Una investigación deliciosa, hecha hace 43 años, en Princeton, sobre conducta altruista. Se les dijo a seminaristas que iban a dar ya sea una conferencia sobre la parábola del buen samaritano, llamémoslos idealistas, ya sea sobre la mejor manera de conseguir un trabajo bien remunerado, bauticémoslos prácticos.
Se les indicó el lugar donde debían ofrecer la charla. A la mitad de los idealistas y de los prácticos se les dijo que tenían tiempo de sobra para llegar al auditorio; a la otra mitad, que partía con algo de retraso y debía apurarse.

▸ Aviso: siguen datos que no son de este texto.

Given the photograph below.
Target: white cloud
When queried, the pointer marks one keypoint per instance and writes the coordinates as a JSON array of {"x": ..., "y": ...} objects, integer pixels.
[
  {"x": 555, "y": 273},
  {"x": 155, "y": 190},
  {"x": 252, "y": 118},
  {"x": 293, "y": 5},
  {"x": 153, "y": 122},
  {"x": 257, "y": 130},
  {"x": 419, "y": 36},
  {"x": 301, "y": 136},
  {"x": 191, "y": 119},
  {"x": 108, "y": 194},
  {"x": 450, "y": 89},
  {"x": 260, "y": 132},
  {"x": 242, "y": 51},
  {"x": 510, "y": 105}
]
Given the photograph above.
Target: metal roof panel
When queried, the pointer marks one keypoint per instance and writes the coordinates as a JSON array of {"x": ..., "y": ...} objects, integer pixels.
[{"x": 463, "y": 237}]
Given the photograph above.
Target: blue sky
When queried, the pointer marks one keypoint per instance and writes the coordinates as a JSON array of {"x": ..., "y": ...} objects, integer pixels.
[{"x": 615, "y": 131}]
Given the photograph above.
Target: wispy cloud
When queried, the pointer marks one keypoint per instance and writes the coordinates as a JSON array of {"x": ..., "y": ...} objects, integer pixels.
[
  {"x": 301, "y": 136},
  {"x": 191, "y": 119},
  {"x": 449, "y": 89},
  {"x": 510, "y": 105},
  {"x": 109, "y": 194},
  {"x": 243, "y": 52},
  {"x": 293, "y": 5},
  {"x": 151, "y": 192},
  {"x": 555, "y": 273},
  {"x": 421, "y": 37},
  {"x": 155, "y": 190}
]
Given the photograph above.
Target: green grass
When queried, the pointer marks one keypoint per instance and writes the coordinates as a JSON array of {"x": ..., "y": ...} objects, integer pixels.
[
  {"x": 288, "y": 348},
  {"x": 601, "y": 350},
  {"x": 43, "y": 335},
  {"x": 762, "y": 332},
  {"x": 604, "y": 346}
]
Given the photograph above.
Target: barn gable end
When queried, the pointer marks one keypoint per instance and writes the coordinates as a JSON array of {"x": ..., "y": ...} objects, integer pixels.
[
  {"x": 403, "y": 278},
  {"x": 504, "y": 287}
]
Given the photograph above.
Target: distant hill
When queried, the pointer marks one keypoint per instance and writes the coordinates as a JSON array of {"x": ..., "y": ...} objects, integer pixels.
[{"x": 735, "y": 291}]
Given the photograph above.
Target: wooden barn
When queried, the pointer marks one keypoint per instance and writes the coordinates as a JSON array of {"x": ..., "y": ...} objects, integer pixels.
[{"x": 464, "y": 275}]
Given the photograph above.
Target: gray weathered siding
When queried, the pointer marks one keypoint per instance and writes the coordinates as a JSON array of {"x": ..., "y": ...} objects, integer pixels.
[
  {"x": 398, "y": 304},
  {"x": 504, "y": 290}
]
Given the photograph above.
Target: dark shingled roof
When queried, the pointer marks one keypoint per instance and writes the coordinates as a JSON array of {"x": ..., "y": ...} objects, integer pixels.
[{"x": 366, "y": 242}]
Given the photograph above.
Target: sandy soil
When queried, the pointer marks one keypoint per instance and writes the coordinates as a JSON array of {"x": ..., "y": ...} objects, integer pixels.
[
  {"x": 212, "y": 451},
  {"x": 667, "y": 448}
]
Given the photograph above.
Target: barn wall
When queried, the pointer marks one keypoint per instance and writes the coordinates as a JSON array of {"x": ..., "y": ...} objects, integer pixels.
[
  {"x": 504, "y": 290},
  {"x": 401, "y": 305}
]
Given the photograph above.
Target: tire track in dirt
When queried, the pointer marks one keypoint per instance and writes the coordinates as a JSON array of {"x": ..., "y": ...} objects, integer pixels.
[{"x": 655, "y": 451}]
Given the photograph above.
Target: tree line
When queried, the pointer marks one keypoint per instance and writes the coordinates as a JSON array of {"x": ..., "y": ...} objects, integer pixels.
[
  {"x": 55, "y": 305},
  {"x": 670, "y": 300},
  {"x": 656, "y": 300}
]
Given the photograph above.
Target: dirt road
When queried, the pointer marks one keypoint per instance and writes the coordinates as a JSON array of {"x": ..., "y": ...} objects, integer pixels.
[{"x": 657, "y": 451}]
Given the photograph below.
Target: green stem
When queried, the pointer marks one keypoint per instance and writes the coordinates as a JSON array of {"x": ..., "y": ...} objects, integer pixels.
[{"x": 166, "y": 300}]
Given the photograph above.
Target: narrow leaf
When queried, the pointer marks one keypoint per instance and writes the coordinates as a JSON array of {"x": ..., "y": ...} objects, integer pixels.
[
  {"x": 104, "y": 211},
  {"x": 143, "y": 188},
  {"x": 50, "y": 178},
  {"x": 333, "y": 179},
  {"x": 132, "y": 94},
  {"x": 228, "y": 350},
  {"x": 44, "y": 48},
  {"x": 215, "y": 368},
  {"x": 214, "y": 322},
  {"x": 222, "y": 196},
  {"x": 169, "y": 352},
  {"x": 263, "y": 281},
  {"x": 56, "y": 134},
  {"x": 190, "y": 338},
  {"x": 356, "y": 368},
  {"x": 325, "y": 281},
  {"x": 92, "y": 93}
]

En el camino, un actor simulaba estar en serios problemas, tirado en el suelo, quejándose. Lo que determinó si se fijaron o no, si les importó o no, si socorrieron o no al doliente no fue su compromiso con el prójimo ni el tema que tenían en mente, sino la presión de tiempo. Los apurados fueron “ciegos”, la mayor parte se pasó de largo.
En otras palabras, un factor determinante en cómo se traduce, realmente, nuestra presencia para los demás son los ritmos, las presiones, las agendas, los horarios y las exigencias de lo cotidiano. Empatía, escucha, curiosidad, respeto y comprensión por el otro, más aún si es un otro que sufre, requieren tiempo. No solo calidad. También cantidad.
No hay vocación, ni habilidad, ni aprendizaje que valgan si no hay un mínimo de silencio. Tiempo y silencio no sobran en un contexto social obsesionado por las soluciones milagrosas, ilusionado por estirar la vida antes que por vivirla, fascinado por la novedad tecnológica sin pausa.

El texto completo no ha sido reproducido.